ZACKS· 2025-07-30 11:21
Core Viewpoint - The Vanguard Russell 2000 Value ETF (VTWV) is a passively managed fund that aims to provide broad exposure to the Small Cap Value segment of the US equity market, with assets exceeding $795.50 million since its launch in 2010 [1]. Group 1: Small Cap Value Overview - Small cap companies are defined as those with a market capitalization below $2 billion, typically presenting higher potential but also higher risk compared to larger companies [2]. - Value stocks are characterized by lower than average price-to-earnings and price-to-book ratios, as well as lower sales and earnings growth rates. Historically, value stocks have outperformed growth stocks in long-term performance, although growth stocks may excel in strong bull markets [3]. Group 2: Costs and Performance - The annual operating expenses for VTWV are 0.1%, making it one of the least expensive ETFs in its category. It also has a 12-month trailing dividend yield of 1.86% [4]. - VTWV seeks to match the performance of the Russell 2000 Value Index, having added approximately 0.89% year-to-date and down about 1.11% over the past year as of July 30, 2025. The ETF has traded between $116.09 and $159.92 in the past 52 weeks [7]. Group 3: Sector Exposure and Holdings - The ETF has a significant allocation to the Financials sector, comprising about 27.1% of the portfolio, followed by Industrials and Consumer Discretionary [5]. - Among individual holdings, Mktliq accounts for approximately 2.56% of total assets, with Slbbh1142 and Fluor Corp (FLR) also being notable [6]. Group 4: Risk and Alternatives - VTWV has a beta of 1.07 and a standard deviation of 22.07% over the trailing three-year period, categorizing it as a medium risk option.

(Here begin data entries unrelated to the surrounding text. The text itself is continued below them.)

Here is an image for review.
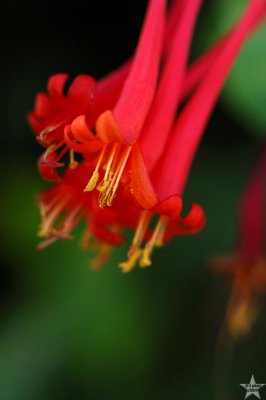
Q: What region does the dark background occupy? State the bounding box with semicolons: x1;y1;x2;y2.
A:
0;0;266;400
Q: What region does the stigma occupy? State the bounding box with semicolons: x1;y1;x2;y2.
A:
119;210;168;273
84;142;132;208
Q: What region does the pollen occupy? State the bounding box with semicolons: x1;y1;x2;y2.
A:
69;149;78;169
84;145;107;192
139;217;167;268
84;143;132;208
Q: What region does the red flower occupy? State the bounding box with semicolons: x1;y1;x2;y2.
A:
214;147;266;337
31;0;265;272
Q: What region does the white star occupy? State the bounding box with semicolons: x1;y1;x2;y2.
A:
240;375;265;399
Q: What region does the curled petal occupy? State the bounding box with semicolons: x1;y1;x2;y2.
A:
96;111;126;143
67;75;96;101
153;196;183;218
47;74;68;97
64;116;102;153
178;203;206;234
38;153;64;182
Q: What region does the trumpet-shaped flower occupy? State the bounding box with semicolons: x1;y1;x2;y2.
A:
214;148;266;338
30;0;265;272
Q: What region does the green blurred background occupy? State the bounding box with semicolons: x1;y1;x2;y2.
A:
0;0;266;400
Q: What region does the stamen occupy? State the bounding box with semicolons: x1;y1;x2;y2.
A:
139;217;167;268
119;248;142;273
128;210;152;257
84;145;107;192
119;210;152;273
97;143;120;192
98;146;132;207
69;149;78;169
106;146;132;206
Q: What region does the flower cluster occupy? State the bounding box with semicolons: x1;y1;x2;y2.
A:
29;0;266;272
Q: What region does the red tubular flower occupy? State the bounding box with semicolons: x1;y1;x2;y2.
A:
118;0;265;268
30;0;265;272
65;0;166;207
214;147;266;338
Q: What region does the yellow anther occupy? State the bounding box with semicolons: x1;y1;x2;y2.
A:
139;241;154;268
84;170;100;192
84;145;106;192
139;217;167;268
119;249;142;273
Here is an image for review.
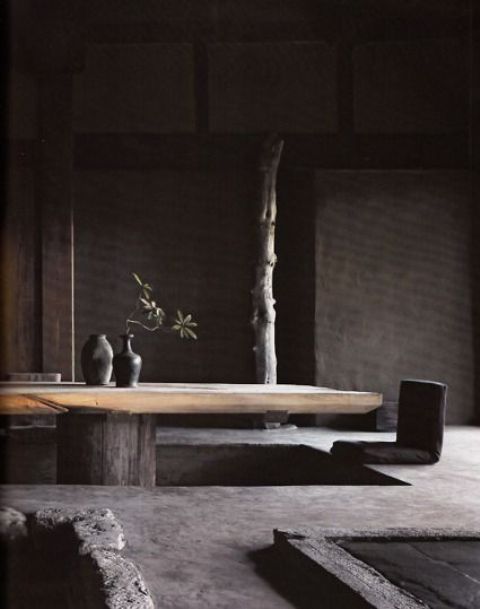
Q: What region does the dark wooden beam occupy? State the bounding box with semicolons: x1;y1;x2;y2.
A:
85;15;469;45
75;133;468;170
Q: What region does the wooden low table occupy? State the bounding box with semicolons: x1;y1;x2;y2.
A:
0;383;382;487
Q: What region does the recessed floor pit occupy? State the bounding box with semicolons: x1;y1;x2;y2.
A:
0;507;154;609
157;444;408;486
270;528;480;609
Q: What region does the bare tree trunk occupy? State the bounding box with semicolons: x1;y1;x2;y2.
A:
252;135;283;384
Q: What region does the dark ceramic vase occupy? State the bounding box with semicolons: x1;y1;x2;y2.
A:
113;334;142;387
80;334;113;385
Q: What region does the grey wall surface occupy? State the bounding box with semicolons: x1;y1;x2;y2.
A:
74;171;253;383
315;171;474;423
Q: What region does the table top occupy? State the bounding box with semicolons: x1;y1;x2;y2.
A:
0;382;382;415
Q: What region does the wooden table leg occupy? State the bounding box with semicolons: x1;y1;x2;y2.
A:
57;412;156;487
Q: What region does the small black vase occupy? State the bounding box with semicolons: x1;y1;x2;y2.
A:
80;334;113;385
113;334;142;387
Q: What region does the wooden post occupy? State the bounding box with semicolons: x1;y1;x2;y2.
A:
23;17;85;381
37;74;74;381
57;412;156;487
252;135;283;384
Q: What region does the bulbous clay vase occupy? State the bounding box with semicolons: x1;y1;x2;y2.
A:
80;334;113;385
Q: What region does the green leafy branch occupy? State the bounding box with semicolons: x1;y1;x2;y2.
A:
125;273;198;340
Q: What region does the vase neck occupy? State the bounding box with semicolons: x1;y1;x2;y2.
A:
120;334;133;352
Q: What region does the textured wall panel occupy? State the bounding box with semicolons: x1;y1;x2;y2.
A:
353;39;468;133
74;44;195;133
315;172;474;423
209;43;337;133
0;170;41;372
6;72;38;139
75;171;254;382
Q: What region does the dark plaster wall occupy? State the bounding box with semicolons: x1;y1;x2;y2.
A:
74;171;253;383
315;171;474;423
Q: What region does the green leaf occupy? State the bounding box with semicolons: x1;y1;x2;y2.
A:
132;273;143;287
185;328;197;340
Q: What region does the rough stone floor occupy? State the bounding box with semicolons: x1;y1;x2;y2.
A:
1;427;480;609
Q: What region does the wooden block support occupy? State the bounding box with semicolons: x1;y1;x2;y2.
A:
57;412;156;487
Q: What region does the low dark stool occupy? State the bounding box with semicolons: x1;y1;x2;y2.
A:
330;379;447;464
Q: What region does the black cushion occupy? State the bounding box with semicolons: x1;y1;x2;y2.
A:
331;379;447;463
397;380;447;461
331;440;438;465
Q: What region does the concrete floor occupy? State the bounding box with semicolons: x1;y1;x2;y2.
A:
1;427;480;609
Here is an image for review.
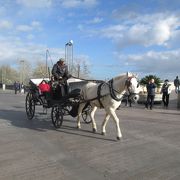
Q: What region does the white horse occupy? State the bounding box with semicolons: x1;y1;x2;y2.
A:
77;73;138;140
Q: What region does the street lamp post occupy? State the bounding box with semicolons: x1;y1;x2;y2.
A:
20;60;24;83
65;40;73;74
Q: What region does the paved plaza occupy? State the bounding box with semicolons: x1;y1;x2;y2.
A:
0;91;180;180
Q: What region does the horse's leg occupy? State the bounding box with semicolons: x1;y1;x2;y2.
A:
110;109;122;140
77;103;85;129
90;106;97;132
102;113;110;135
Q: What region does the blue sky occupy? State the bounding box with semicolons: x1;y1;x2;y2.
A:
0;0;180;79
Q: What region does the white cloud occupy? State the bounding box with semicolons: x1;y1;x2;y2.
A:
16;21;42;32
0;36;64;67
60;0;97;8
87;17;103;24
0;20;13;29
116;49;180;78
16;0;52;8
101;14;180;47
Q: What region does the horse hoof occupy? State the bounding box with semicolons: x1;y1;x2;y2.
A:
101;132;106;136
117;137;121;141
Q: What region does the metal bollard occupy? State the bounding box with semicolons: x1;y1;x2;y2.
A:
177;91;180;108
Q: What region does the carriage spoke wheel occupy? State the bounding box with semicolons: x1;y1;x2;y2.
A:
81;105;92;124
26;93;35;120
51;105;64;128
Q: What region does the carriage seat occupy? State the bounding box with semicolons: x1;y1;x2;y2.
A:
68;88;81;98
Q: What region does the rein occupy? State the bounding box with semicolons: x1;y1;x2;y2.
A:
108;79;123;101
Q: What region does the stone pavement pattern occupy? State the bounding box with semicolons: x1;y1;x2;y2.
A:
0;92;180;180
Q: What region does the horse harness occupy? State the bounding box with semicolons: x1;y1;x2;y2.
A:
97;77;132;108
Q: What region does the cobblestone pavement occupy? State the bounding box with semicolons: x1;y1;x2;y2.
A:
0;91;180;180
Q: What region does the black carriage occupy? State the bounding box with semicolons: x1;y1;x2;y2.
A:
25;78;91;128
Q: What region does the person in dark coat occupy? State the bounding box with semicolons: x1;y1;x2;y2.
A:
174;76;180;93
161;79;171;108
145;79;157;110
52;58;70;94
14;81;19;94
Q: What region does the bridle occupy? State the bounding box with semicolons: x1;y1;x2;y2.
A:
108;76;139;101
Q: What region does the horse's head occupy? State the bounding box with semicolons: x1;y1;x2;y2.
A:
125;73;139;102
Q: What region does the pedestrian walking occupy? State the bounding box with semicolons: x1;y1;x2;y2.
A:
161;79;171;108
145;79;157;110
174;76;180;93
14;81;18;94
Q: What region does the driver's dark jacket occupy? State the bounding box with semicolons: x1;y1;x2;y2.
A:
52;63;68;80
146;83;156;96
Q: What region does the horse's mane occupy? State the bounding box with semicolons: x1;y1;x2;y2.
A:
112;72;136;80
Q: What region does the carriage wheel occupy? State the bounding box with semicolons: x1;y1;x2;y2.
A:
81;105;92;124
51;105;64;128
26;93;35;120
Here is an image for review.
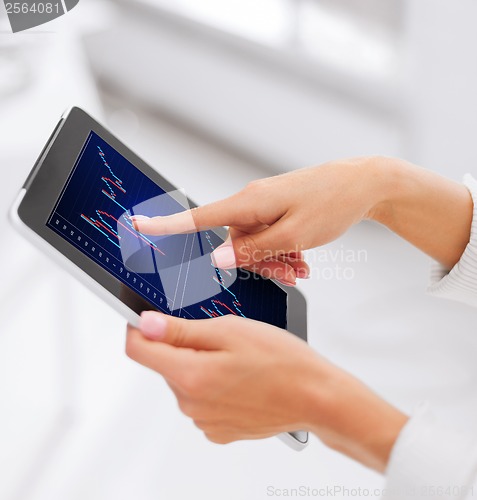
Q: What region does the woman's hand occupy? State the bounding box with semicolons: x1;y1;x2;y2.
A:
132;157;473;274
127;312;406;471
132;158;383;285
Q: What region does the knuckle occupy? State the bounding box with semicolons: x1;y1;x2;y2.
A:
170;320;187;347
181;370;207;398
177;398;195;418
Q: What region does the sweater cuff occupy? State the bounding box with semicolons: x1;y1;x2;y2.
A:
384;403;477;500
427;175;477;307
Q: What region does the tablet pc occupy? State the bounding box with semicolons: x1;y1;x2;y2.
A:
10;107;308;449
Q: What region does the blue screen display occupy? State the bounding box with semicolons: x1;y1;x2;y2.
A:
47;132;287;328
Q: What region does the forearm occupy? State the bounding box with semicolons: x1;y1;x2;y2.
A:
305;364;408;472
368;158;473;269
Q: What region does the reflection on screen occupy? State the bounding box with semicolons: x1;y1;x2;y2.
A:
47;132;287;328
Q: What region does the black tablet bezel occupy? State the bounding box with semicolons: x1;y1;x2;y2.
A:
18;107;307;340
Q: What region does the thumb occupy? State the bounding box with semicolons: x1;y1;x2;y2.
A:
139;311;229;350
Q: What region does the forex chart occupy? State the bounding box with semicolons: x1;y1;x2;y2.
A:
47;132;287;328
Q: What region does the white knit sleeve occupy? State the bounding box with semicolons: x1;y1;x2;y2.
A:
428;175;477;307
383;403;477;500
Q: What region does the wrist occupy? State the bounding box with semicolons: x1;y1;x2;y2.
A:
306;360;408;472
364;156;406;226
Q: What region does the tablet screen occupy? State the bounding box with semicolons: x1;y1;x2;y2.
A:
47;132;287;328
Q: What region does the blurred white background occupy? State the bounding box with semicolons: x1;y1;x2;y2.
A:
0;0;477;500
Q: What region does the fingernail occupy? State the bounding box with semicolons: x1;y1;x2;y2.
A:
295;269;310;280
277;279;296;286
139;311;167;340
211;245;237;269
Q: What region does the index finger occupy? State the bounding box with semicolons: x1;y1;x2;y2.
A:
131;195;245;236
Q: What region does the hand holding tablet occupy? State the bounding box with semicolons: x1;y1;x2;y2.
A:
10;108;308;449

It holds about 1456 assets, effectively diversifying company-specific risk [8]. - The ETF holds a Zacks ETF Rank of 2 (Buy), indicating it is a strong option for investors interested in the Small Cap Value segment. Other alternatives include the iShares Russell 2000 Value ETF (IWN) and the Vanguard Small-Cap Value ETF (VBR), which have larger asset bases and different expense ratios [9][10]. Group 5: Market Trends - There is a growing trend among retail and institutional investors towards passively managed ETFs due to their low costs, transparency, flexibility, and tax efficiency, making them suitable for long-term investment strategies [11].